En la Cámara de los Comunes, en Londres, nada está dispuesto al azar: incluso la arquitectura se diseñó contra la tentación de la violencia. La distancia entre las dos bancadas es de 3,96 metros, lo mismo que dos espadas desenvainadas. Ese cálculo, heredado de la Edad Media, garantiza que en el recinto haya debate, pero nunca sangre. Y como recordatorio permanente, sobre la mesa central descansa un cetro -la mace-, símbolo de la autoridad que legitima la palabra y no la fuerza.
En México, sin embargo, la escena reciente entre Alejandro “Alito” Moreno y Gerardo Fernández Noroña nos recordó que seguimos atrapados en otra lógica: la de que las diferencias se resuelven con los puños y no con argumentos. Dos figuras públicas, ambos con cargos de representación, eligieron los manotazos y los golpes en lugar de las ideas, los insultos en lugar de las razones. Y el mensaje fue brutal: en el Congreso, las palabras todavía ceden ante la violencia.
Lo preocupante no es solo el espectáculo en sí -por desafortunado que fue- sino lo que revela: un pacto machista que atraviesa a la política mexicana. El pleito fue narrado y reproducido en medios y redes con el tono de una pelea de box. Hubo quien habló de “ganadores” y “perdedores”, como si se tratara de un torneo deportivo y no de un retroceso para la vida pública. Esa forma de enmarcar la política confirma que nos encontramos atrapados en la lógica de que el poder se mide con la fuerza y no con la palabra.

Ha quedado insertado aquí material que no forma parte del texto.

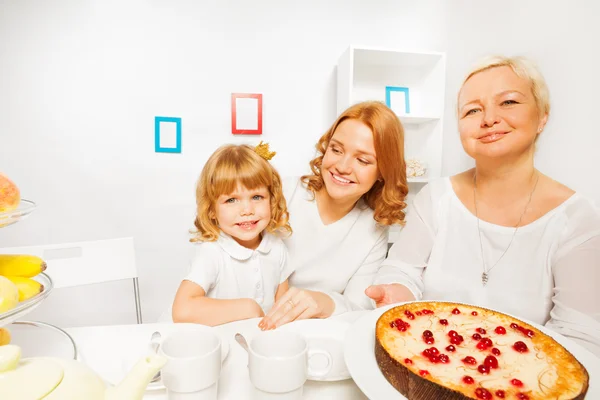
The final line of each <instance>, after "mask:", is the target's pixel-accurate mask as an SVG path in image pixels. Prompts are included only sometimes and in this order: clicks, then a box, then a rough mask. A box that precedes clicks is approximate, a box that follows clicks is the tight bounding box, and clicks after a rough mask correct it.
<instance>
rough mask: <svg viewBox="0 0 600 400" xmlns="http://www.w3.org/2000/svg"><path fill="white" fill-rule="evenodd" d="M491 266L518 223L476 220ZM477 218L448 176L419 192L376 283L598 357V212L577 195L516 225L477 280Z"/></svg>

Y conviene subrayarlo: esto no se trata de partidos, sino de formas de ejercer la política. Hoy fueron Alito y Fernández Noroña; mañana podrían ser otros. Lo grave es que el mensaje trasciende las siglas, los partidos o movimientos: se valida la violencia como lenguaje político. Y como si no bastara, buena parte del discurso alrededor del pleito se centró en la pregunta más banal: ¿quién lo inició?, ¿quién tuvo la culpa? Ese encuadre no solo infantiliza la política, sino que desplaza lo verdaderamente relevante: que dos representantes públicos eligieron la violencia como método de resolución. No importa quién empujó primero, lo que importa es que ambos eligieron el camino del golpe sobre el de la palabra, y eso debería indignarnos más que entretenernos.
Si los hombres más visibles del sistema político se permiten resolver sus diferencias a empujones y amenazas, ¿qué pueden esperar quienes no tienen la protección de un cargo ni el eco de la prensa? La violencia simbólica y física es también un recordatorio de que el pacto de la fuerza está siempre disponible para ser usado contra quienes opinan distinto.
Este episodio conecta con una pregunta más de fondo: ¿qué modelo de ciudadanía se construye cuando los representantes se comportan así? Un modelo en el que la violencia no solo se tolera, sino que se normaliza como mecanismo de poder. Resulta especialmente ofensivo que desde el Congreso se envíe la señal de que el camino de los golpes está legitimado.
Nombrémoslo sin rodeos: lo que vimos no fue un exceso pasajero ni una anécdota pintoresca. Fue violencia, machismo y un retroceso peligroso para la vida democrática.
La política democrática exige debate, argumentos, confrontación de ideas. Queda la tarea de replantear qué tipo de liderazgo queremos promover. Porque si la escena es un retrato de la política mexicana, es urgente llenarla de otras voces: de quienes han demostrado que la firmeza no está reñida con la palabra, que la inteligencia y la empatía son también formas de ejercer poder.
El Congreso no debería ser un ring. Pero mientras lo sigamos tolerando, la violencia será el verdadero lenguaje de la política mexicana. Y esa violencia no es un espectáculo: es un síntoma de una democracia que, si no se defiende con palabras, terminará perdiéndose a golpes.